R v Crampton

JurisdictionEngland & Wales
Judgment Date16 November 1990
Date16 November 1990
CourtCourt of Appeal (Criminal Division)

Court of Appeal

Before Lord Justice Stuart-Smith, Mr Justice Tucker and Mr Justice Turner

Regina
and
Crampton

Criminal evidence - drug addict - fitness to be interviewed

Whether addict fit to be interviewed

Whether or not a drug addict undergoing withdrawal was fit to be interviewed in the sense that his answers could be relied on was a matter for those present at the time.

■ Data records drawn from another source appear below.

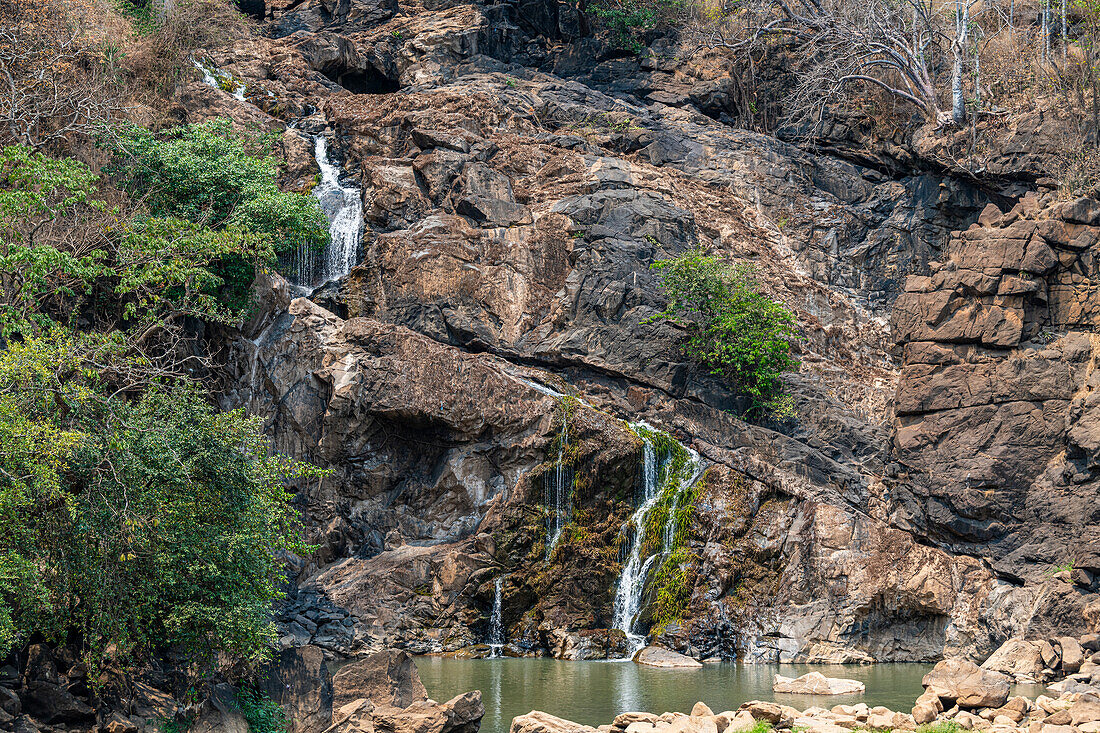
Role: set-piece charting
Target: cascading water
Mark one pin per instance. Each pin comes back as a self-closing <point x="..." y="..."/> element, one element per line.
<point x="633" y="581"/>
<point x="660" y="483"/>
<point x="343" y="207"/>
<point x="220" y="79"/>
<point x="558" y="484"/>
<point x="495" y="623"/>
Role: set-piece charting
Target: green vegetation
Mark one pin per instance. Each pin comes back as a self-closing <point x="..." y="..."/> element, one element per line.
<point x="629" y="22"/>
<point x="135" y="523"/>
<point x="262" y="713"/>
<point x="735" y="330"/>
<point x="134" y="517"/>
<point x="939" y="726"/>
<point x="216" y="177"/>
<point x="674" y="578"/>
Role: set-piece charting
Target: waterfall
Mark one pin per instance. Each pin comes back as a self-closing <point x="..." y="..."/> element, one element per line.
<point x="558" y="484"/>
<point x="343" y="207"/>
<point x="633" y="581"/>
<point x="661" y="483"/>
<point x="495" y="624"/>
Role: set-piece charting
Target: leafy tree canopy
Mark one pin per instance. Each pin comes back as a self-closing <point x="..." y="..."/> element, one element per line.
<point x="209" y="174"/>
<point x="133" y="516"/>
<point x="138" y="524"/>
<point x="735" y="330"/>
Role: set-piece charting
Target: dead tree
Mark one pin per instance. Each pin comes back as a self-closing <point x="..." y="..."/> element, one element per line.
<point x="51" y="86"/>
<point x="895" y="45"/>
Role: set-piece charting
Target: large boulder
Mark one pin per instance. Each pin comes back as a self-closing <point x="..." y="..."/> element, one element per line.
<point x="1071" y="654"/>
<point x="1016" y="657"/>
<point x="540" y="722"/>
<point x="387" y="678"/>
<point x="960" y="681"/>
<point x="816" y="684"/>
<point x="658" y="656"/>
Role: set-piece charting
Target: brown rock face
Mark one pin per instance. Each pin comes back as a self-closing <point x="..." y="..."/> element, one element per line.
<point x="388" y="679"/>
<point x="994" y="406"/>
<point x="912" y="506"/>
<point x="961" y="682"/>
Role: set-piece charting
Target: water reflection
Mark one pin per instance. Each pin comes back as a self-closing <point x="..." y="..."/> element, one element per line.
<point x="593" y="692"/>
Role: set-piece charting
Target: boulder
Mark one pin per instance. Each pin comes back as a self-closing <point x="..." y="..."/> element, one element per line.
<point x="387" y="678"/>
<point x="963" y="682"/>
<point x="1071" y="654"/>
<point x="816" y="684"/>
<point x="221" y="712"/>
<point x="1048" y="655"/>
<point x="734" y="722"/>
<point x="540" y="722"/>
<point x="1085" y="711"/>
<point x="767" y="711"/>
<point x="52" y="703"/>
<point x="1015" y="657"/>
<point x="692" y="724"/>
<point x="658" y="656"/>
<point x="927" y="708"/>
<point x="625" y="719"/>
<point x="298" y="679"/>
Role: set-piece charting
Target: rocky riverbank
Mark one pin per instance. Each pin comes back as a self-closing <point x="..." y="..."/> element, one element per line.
<point x="517" y="184"/>
<point x="958" y="696"/>
<point x="53" y="693"/>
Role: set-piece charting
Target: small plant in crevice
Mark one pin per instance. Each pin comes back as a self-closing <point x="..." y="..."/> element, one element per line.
<point x="262" y="713"/>
<point x="735" y="330"/>
<point x="629" y="22"/>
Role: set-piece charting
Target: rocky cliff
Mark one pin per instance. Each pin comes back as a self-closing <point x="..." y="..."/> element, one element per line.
<point x="475" y="378"/>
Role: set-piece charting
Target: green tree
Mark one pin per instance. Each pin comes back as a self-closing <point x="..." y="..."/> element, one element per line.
<point x="52" y="247"/>
<point x="133" y="516"/>
<point x="211" y="175"/>
<point x="734" y="330"/>
<point x="136" y="524"/>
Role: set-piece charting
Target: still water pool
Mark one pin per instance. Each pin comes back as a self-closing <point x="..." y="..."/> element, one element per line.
<point x="593" y="692"/>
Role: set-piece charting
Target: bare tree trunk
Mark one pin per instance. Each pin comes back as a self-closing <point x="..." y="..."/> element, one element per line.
<point x="1065" y="31"/>
<point x="163" y="10"/>
<point x="1096" y="102"/>
<point x="958" y="48"/>
<point x="1045" y="29"/>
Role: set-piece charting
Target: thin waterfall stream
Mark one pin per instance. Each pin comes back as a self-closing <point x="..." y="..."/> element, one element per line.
<point x="663" y="481"/>
<point x="343" y="207"/>
<point x="558" y="483"/>
<point x="495" y="623"/>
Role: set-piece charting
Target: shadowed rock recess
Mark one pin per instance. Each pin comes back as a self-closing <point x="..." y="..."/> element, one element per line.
<point x="493" y="348"/>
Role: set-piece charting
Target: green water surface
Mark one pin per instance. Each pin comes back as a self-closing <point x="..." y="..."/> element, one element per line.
<point x="593" y="692"/>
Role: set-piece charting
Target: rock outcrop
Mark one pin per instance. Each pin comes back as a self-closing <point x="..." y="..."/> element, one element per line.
<point x="517" y="186"/>
<point x="961" y="682"/>
<point x="657" y="656"/>
<point x="816" y="684"/>
<point x="380" y="692"/>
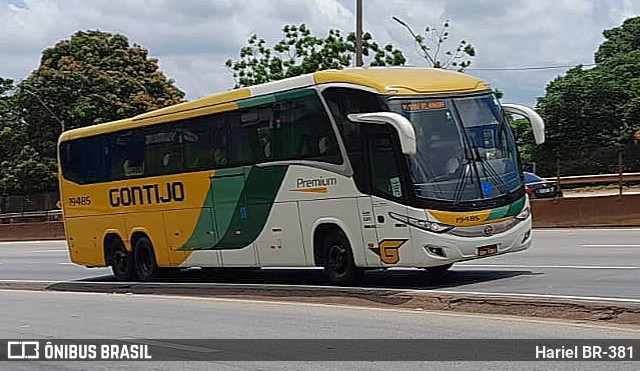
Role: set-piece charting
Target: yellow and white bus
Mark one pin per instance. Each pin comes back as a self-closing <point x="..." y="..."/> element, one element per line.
<point x="354" y="169"/>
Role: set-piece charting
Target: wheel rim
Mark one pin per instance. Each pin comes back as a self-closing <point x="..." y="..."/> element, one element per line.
<point x="338" y="258"/>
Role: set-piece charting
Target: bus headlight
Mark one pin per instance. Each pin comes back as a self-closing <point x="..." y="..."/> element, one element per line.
<point x="422" y="224"/>
<point x="524" y="214"/>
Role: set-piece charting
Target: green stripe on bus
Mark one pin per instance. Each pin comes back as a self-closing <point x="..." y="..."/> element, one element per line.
<point x="272" y="98"/>
<point x="237" y="207"/>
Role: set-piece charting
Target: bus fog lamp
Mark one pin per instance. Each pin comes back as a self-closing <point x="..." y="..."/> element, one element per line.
<point x="435" y="250"/>
<point x="422" y="224"/>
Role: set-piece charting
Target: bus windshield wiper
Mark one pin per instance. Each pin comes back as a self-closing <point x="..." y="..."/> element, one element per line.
<point x="491" y="173"/>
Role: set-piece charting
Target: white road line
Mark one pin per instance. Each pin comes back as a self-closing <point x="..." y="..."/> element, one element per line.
<point x="32" y="242"/>
<point x="542" y="266"/>
<point x="595" y="229"/>
<point x="535" y="296"/>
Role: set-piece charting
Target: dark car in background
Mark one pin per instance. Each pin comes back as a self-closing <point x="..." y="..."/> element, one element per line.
<point x="537" y="187"/>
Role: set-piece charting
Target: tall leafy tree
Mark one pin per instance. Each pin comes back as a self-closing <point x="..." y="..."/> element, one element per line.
<point x="91" y="78"/>
<point x="433" y="45"/>
<point x="300" y="52"/>
<point x="592" y="113"/>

The Court of Appeal, Criminal Division so held in rejecting an appeal by Kenneth Crampton against his conviction on July 11, 1989 at Knightsbridge Crown Court (Judge Babbington and a jury) for permitting premises to be used for the supply of heroin and conspiracy to supply heroin, for which he was sentenced to four years imprisonment.

Mr David Batcup, instructed by the Registrar of Criminal Appeals, for the appellant; Mr Patrick Bucknell for the Crown.

LORD JUSTICE STUART-SMITH said that the appellant, a heroin addict, had made admissions at interview in the police station 19 hours after his arrest when he might have been undergoing withdrawal.

The defence contended that the confession was thereby rendered unreliable and should have been excluded by the trial judge either under section 76(2)(b) of the 1984 Act or through the exercise of his discretion under section 78.

The police had relied on their own judgment to determine whether he was fit to be interviewed. They agreed that they would not have interviewed him if they had known he was withdrawing.

His Lordship distinguished R v GoldenbergUNK ((1988) 88 Cr App R 285) in which the appellant had requested the interview and the court held that nothing had been said or done in the terms of section 76(2)(b).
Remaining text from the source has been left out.